Albert Einstein once said, “The intuitive mind is the sacred gift and the rational mind is the faithful servant.  We have created a society that honors the servant and has forgotten the gift.” There were no double blind scientific studies verifying how my Dad grew up; there were no step-by-step raising a “natural family,” handbooks; there were no Internet articles. However, there was a connection to the land and an openness of intuition that comes with this connection. There is a use of the part of our brain called “the Cerebellum”. This part of the brain elicits gut feelings and action prompted by intuition. Our modern day brain often overrides intuition with “thinking” which is often the dominant voice when our world is “distracted”. When our world is distracted we cannot hear or feel our intuition.  This is actually the path to healing…quiet the chaos, to go within. Within, lies the doctor.
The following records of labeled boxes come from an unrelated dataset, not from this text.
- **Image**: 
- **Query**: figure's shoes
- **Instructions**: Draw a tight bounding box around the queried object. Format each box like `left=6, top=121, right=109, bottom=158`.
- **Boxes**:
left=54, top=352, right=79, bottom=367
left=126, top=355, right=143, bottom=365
I hope you enjoyed this exploration back to my Dad’s home.  The real take-home is that our cellular make up; our DNA does not change with technology. These illustrated points to develop the immune system naturally are all points I consider in each and every one of my patient visits.  We can bring it to our modern world.  My wish is that we start to reaffirm trust in nature cures. My wish is restoring trust in the laws of healing, many of which my Dad and grew up with, and they still apply today. My wish for this series is that it reignites trust in the wisdom of our bodies.  The real doctor is within. My wish is also, for a little glimpse into where we at Brio originate from and why we passionately do what we do day in and day out.